The Imaginations of Unreasonable Men (11 page)

“Steve’s a smart guy,” Lanar told me. “He used to work right here. But what he’s trying won’t work.”

“I’ve always been a bit of a spectrometrist,” professor Paul Roepe confided to me in the privacy of his office, just as one might admit, but play down, an unusual fetish or eccentricity. It was his way of explaining how, as a Ph.D. physicist turned molecular chemist and cellular biologist, he’d ended up inventing a revolutionary process for determining how deadly parasites became drug resistant—for actually seeing
the treachery their molecules committed inside of red blood cells.

If Steve Hoffman and other vaccine developers are the generals of the malaria battlefield plotting the best strategy for repelling invasion, then Roepe is director of central intelligence. His reconnaissance critically informs where to fight and what weapons to use. Roepe and his colleagues designed the equipment that enables us to spy on the parasite. Though technologically complex, it is based on spectroscopy, which measures the diffusion of light.

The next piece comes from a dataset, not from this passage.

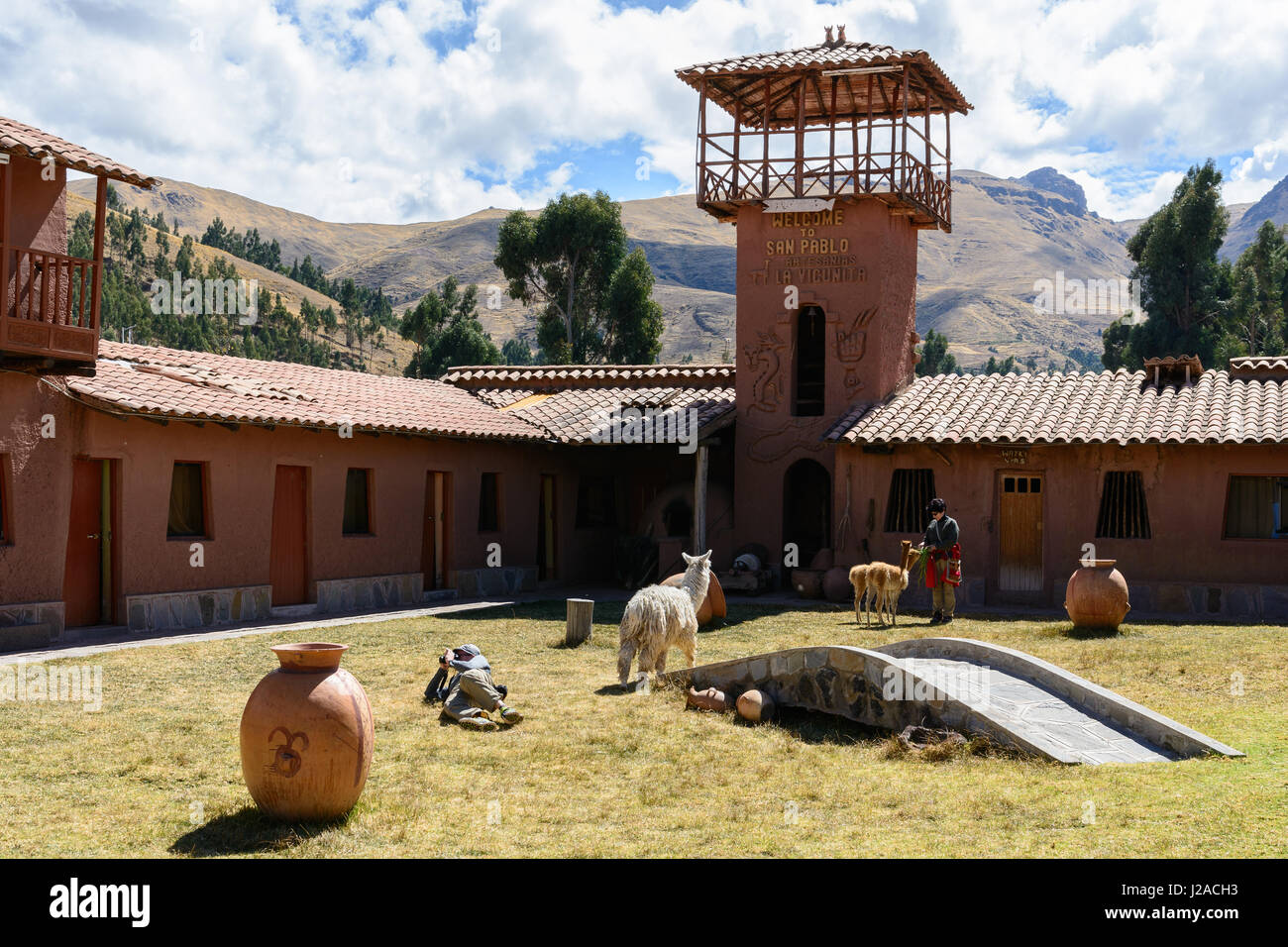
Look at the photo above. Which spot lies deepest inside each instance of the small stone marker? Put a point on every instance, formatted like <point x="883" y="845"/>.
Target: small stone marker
<point x="581" y="611"/>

Observing the malaria parasite is essential to understanding both how to stop it and how it resists being stopped. The malaria parasite is so tiny that it is extraordinarily difficult to observe. It grows inside of individual red blood cells that have a diameter of about 7 microns. A micron is one ten-thousandth of a centimeter. And the parasite itself isn’t even a micron in diameter.

The ability to resist the drugs that are developed to defeat it has enabled the parasite to survive for tens of thousands of years. This ability is shared by other parasites as well as bacteria, tumors, and other diseases. Consequently, the intelligence Dr. Roepe is gathering is coveted by leading medical experts in every field and will almost certainly have long-term applications to cancer, methicillin-resistant staph infections, HIV/AIDS, and the like.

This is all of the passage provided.